Thursday, January 13, 2011

Unloading the post queue

There are many things I'd like to write about, but only a bit of time to do it. So here's a quick list. I'll probably get back to most of these topics sooner or later ...
  • 21st century America is 19th century South Carolina. Instead of plantations we have the titans of Finance. They don't have employees making cars, or slaves picking cotton, they have software moving money. The rest of us are the freemen of the Old South. It's quite stable until the software gets a bit smarter.
  • William Pfaff (like Andy Grove) says America is committing economic suicide by (unlike Germany) abandoning manufacturing. Actually the problem isn't money. We are doing well by skimming the wealth of India and China. The problem is that we're now living in Goldman Sachs plantation.
  • The first golden age of personal computing was multipolar. We had Lotus, Microsoft, WordPerfect, AshtonTate, Apple, Amiga, IBM, Intel, Atari and so on. Then we were bipolar - Microsoft and Apple. Then, for a time, we were monopolar. Now we're multipolar again; we have Apple, Microsoft, Google, Adobe, Facebook, Intel, ARM and so on. In the 1980s we had dueling document formats. In the 10s we have dueling video formats. Multipolar is better for people like me.
  • It took 15 years to defeat email spam. Now we have Demand Media and GoogleFail. Demand Media isn't a parasite like email spammers, it's a Google symbiote. We knew funding the web through marketing was a Faustian bargain, but we didn't know what the price would be. Unintended consequences again.
  • Google's Demand Media problem feels somewhat like the problems of democracy. America's founders tried, with limited success, to tackle these problems by mixing in some aristocracy and autocracy, and avoiding direct voting (government by referendum - ex: 2010 California).
  • xkcd made wikipedia's list of common misconceptions famous. There is a small universe of these lists, including lists of categories of lists (meta-lists and list taxonomies). Geek heaven, and very Aspie.
  • All the interesting business models for healthcare delivery are disruptive. That's true for most businesses, but especially true for American healthcare in 2010.
  • There is a high cost to being #1, but it's a deferred price. There's some level in a hierarchy that has the best tradeoff between personal power and happiness. It's neither the top nor bottom ...
  • Human evolution drove symbol manipulation, but not arithmetic skills. We are much better at math than mosquitofish, but only somewhat better at arithmetic. This explains much of the modern world.
  • The Verizon iPhone will slow US iPad sales. Many iPad users bought them because they didn't have an iPhone, and they didn't have an iPhone because they were Verizon customers.

1 comment:

Anonymous said...

I pretty regularly read things claiming that the USA has lost its manufacturing capabilities and that this is the reason why things are going poorly. But very few of them seem to grapple with the actual data.

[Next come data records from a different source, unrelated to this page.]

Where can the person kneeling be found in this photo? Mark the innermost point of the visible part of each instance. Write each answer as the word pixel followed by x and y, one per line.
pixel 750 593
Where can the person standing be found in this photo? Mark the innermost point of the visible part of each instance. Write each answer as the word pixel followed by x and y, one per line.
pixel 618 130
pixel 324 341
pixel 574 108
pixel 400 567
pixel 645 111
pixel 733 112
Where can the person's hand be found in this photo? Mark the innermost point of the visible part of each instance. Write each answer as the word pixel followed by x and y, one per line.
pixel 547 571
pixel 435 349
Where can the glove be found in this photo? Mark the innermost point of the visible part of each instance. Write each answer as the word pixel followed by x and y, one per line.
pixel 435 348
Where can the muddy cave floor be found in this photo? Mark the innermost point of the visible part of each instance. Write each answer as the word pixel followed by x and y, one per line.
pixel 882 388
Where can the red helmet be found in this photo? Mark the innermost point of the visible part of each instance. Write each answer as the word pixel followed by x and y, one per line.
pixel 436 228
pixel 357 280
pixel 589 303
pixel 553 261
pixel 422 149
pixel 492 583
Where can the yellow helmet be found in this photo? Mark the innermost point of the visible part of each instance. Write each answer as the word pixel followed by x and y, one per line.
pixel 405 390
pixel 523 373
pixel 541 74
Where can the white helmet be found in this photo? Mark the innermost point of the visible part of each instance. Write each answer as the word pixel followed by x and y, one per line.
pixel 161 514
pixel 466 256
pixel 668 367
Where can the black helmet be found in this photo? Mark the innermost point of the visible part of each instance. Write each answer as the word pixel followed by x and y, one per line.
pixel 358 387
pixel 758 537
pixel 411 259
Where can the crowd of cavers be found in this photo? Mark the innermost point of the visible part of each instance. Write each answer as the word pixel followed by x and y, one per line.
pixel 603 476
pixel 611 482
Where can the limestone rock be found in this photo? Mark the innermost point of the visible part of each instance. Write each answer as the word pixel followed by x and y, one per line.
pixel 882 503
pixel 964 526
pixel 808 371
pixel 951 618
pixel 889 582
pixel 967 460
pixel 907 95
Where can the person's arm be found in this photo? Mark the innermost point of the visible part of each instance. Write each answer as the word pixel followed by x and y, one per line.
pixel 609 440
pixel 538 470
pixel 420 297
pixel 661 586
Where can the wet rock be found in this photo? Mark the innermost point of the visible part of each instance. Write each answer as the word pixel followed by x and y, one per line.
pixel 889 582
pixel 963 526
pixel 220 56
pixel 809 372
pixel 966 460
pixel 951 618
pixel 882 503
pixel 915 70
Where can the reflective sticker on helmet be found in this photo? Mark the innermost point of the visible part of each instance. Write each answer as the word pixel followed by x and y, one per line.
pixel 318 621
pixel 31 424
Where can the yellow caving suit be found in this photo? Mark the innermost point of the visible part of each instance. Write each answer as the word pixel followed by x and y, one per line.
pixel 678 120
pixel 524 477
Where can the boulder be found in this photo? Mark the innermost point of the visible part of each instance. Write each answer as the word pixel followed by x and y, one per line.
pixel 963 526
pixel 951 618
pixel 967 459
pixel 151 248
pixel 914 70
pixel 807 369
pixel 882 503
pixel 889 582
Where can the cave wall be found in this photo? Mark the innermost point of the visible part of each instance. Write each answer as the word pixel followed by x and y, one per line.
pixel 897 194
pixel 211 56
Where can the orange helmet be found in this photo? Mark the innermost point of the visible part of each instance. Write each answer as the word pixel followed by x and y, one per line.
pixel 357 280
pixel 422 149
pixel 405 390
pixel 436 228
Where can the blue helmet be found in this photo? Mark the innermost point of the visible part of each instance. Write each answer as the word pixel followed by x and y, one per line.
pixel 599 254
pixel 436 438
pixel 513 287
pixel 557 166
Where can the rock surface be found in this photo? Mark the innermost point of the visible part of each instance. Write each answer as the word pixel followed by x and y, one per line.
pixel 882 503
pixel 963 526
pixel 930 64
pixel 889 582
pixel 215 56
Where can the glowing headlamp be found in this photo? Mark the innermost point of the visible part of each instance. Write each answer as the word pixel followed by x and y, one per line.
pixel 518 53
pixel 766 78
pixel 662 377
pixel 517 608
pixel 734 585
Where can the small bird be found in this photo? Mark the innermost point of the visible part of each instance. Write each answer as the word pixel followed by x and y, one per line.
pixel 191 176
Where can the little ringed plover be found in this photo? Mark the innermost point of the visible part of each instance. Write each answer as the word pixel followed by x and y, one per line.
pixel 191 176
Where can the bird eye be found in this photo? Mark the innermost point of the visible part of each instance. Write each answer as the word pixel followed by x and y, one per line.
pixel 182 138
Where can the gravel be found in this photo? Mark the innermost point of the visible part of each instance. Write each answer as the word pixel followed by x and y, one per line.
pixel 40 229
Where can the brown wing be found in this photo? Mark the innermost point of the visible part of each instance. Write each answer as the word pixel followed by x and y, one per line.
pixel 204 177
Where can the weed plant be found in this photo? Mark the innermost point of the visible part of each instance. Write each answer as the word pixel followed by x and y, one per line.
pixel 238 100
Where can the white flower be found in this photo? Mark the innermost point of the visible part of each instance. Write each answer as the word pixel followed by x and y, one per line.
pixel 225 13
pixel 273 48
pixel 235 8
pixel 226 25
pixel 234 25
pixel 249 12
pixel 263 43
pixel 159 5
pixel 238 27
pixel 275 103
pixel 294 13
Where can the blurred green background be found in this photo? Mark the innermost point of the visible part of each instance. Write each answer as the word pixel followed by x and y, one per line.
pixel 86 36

For instance, this series says that the USA's manufacturing output peaked in 2007 (just before the recession)

http://www.economagic.com/em-cgi/data.exe/blsin/inu0002us0

It seems just as likely that the reason we aren't a manufacturing nation any more is the same as the reason we aren't an agricultural nation any more. As we get better at manufacturing and farming, a smaller percentage of the population is needed to make things and grow crops.

It definitely seems likely that the financial sector has become the new rentier class just as the southern aristocrats were in their time. I'm just not sure that this is related to the manufacturing situation.